A cold winter at the Front

Early January 1917 saw military operations by both sides on the Western Front restricted mostly to surviving the plummeting temperatures, with driving rain, sleet and snow helping to form a war-pocked landscape of freezing mudbaths, waterlogged trenches and treacherous shell-holes stretching from the North Sea to the Alps.

Saturday, 7th January 2017, 3:23 pm
Updated Monday, 9th January 2017, 12:22 pm
"The winter of 1916/17 was the coldest of the war"

Families at home must have been glad to see the back of 1916. Nearly a third of all deaths of combatants from North Tyneside recorded on the Northumbria World War One Project database occurred in that year – and 1917 would prove equally grim.

The project has created a free database of combatants from the area who died as a result of the First World War. Volunteers have gathered information about more than 1,800 casualties from the old borough of Tynemouth, and a further 2,000-plus from the rest of the modern borough are being researched.

By January 1917 plans for a major offensive in the spring at Arras were well advanced and the British attempted to keep the attention of the Germans on the Somme. Field Marshal Haig ordered attacks to gain better observation of the German lines.

During one of these engagements, on January 4, 20-year-old Sapper Herbert Brown, from Seaton Burn, of the Northern Division Signal Company, was killed, the only son of John and Charlotte Isabella Brown.

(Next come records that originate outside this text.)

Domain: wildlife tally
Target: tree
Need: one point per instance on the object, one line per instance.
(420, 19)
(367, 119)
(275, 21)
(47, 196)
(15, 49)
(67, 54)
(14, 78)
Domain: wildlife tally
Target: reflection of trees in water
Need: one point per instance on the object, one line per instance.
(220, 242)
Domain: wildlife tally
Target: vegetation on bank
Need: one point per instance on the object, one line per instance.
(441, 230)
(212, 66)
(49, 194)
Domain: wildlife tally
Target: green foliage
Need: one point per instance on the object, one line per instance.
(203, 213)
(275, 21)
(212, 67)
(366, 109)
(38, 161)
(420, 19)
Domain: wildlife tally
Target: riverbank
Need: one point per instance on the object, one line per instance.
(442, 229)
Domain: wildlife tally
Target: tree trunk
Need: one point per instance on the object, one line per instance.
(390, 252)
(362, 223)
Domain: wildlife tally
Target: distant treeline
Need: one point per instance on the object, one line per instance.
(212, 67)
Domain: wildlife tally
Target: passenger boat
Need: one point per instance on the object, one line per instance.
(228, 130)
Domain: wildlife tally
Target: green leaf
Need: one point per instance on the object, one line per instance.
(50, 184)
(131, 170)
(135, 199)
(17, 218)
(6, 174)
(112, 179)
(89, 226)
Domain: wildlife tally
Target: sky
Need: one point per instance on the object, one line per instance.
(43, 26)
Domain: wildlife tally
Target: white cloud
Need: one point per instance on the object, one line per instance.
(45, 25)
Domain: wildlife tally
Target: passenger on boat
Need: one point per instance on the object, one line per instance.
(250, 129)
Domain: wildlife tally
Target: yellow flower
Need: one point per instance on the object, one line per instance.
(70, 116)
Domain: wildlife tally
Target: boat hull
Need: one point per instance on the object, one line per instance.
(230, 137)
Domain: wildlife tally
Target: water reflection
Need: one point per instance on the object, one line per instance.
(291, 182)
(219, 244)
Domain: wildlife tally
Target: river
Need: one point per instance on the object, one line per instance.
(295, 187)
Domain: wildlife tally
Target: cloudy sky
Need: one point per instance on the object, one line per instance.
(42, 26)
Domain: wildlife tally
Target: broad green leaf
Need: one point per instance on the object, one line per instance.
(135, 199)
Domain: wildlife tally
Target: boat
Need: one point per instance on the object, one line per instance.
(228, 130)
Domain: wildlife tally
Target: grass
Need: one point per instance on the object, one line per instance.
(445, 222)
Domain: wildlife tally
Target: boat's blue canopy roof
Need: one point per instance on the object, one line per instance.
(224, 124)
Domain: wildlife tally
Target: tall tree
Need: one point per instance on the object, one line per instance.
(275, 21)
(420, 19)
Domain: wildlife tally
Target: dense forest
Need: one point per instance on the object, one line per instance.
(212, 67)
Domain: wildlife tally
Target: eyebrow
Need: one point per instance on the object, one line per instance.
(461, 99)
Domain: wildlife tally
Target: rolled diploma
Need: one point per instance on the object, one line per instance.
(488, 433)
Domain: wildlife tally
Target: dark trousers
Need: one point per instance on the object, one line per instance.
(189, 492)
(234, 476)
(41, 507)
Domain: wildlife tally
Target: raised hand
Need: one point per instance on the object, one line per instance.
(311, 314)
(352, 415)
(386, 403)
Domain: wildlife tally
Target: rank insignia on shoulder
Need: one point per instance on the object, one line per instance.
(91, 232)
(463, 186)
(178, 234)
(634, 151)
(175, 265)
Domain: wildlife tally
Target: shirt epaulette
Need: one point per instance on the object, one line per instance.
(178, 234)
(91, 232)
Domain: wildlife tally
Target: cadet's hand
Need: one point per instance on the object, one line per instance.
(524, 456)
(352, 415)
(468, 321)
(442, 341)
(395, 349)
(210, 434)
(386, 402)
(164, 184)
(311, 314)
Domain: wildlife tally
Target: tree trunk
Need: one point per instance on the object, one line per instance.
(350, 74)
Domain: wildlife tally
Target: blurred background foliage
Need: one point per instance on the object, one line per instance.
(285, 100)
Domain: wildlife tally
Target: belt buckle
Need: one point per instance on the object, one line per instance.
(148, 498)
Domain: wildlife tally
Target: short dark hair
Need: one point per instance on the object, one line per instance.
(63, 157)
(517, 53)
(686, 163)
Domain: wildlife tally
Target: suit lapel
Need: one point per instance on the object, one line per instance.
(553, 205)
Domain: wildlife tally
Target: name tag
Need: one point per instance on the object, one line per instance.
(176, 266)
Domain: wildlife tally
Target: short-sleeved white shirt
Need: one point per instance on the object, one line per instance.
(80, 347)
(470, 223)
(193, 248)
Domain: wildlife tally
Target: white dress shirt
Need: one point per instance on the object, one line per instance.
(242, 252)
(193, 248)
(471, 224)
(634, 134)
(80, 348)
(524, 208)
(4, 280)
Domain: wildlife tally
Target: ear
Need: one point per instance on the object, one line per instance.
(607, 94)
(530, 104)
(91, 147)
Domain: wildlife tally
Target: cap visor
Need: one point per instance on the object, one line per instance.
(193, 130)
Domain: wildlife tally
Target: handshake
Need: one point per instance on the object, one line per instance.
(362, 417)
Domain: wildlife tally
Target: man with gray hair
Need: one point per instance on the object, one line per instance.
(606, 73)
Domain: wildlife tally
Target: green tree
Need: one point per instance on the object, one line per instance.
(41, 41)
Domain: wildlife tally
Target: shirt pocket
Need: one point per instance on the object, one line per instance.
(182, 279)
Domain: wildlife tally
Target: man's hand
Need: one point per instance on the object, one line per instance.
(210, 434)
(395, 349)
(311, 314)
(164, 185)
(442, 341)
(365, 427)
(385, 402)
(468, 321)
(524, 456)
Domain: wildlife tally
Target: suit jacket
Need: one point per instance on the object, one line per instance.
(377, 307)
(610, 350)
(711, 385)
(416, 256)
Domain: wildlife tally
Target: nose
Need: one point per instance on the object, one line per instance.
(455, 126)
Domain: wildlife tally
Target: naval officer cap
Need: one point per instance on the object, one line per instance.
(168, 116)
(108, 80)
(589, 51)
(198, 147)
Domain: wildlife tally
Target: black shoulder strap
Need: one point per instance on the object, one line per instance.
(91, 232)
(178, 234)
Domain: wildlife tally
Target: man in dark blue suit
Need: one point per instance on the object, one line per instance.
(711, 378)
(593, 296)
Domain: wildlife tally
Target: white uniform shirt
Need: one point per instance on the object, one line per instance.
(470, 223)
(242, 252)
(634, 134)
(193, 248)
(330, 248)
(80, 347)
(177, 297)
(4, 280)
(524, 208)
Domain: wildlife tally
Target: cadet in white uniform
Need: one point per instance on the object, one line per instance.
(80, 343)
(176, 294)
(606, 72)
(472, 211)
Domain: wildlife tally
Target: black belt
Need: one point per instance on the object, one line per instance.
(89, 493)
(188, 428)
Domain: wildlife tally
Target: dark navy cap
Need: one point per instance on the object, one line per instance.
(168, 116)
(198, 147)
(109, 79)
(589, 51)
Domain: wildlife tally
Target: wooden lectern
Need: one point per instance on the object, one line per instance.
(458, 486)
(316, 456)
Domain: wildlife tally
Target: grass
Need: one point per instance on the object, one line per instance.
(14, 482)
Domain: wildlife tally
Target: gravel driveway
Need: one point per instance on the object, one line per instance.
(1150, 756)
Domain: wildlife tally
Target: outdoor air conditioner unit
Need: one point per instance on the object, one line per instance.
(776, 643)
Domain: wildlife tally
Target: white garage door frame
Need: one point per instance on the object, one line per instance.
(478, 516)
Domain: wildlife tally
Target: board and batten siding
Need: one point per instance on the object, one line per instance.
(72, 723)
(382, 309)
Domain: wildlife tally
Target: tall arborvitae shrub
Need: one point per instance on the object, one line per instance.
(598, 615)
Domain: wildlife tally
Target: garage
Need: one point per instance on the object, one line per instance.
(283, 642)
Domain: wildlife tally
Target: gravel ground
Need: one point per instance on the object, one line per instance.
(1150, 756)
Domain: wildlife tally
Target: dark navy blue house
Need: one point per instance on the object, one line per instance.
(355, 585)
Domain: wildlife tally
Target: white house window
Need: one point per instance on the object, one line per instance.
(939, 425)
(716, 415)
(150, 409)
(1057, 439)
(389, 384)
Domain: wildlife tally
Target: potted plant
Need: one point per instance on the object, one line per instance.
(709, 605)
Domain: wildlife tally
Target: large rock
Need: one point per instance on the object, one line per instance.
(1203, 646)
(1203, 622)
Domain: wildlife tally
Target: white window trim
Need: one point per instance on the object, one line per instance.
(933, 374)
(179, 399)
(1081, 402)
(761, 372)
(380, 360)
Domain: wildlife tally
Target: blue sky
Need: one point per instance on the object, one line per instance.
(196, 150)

Just over a week later Welsh-born Private Henry John Jones, from the 21st Tyneside Scottish battalion of the Northumberland Fusiliers, died in No. 8 Casualty Clearing Station from wounds received the previous day.

Researchers discovered that he and his wife Mabel were nurses for the mentally ill at South Shields Poor Law Institution. Later he worked at the Poor Law Institution at North Shields. It is interesting to reflect what he might have thought as he watched men go mad all around him during shelling in the trenches.

By this stage in the war, few could see the end in sight. But in the middle of January an incident took place that would shorten it.

The German government sent instructions to the German Ambassador in Mexico negotiating an alliance against the United States. This was intercepted and decoded by British Intelligence, who passed it on to the US government.

Then in late February the liner RMS Laconia, built in 1911 by Swan Hunter and Wigham Richardson at Wallsend, was sunk by a German U-boat, killing 12 people, including two Americans. The Americans declared war on Germany on April 6.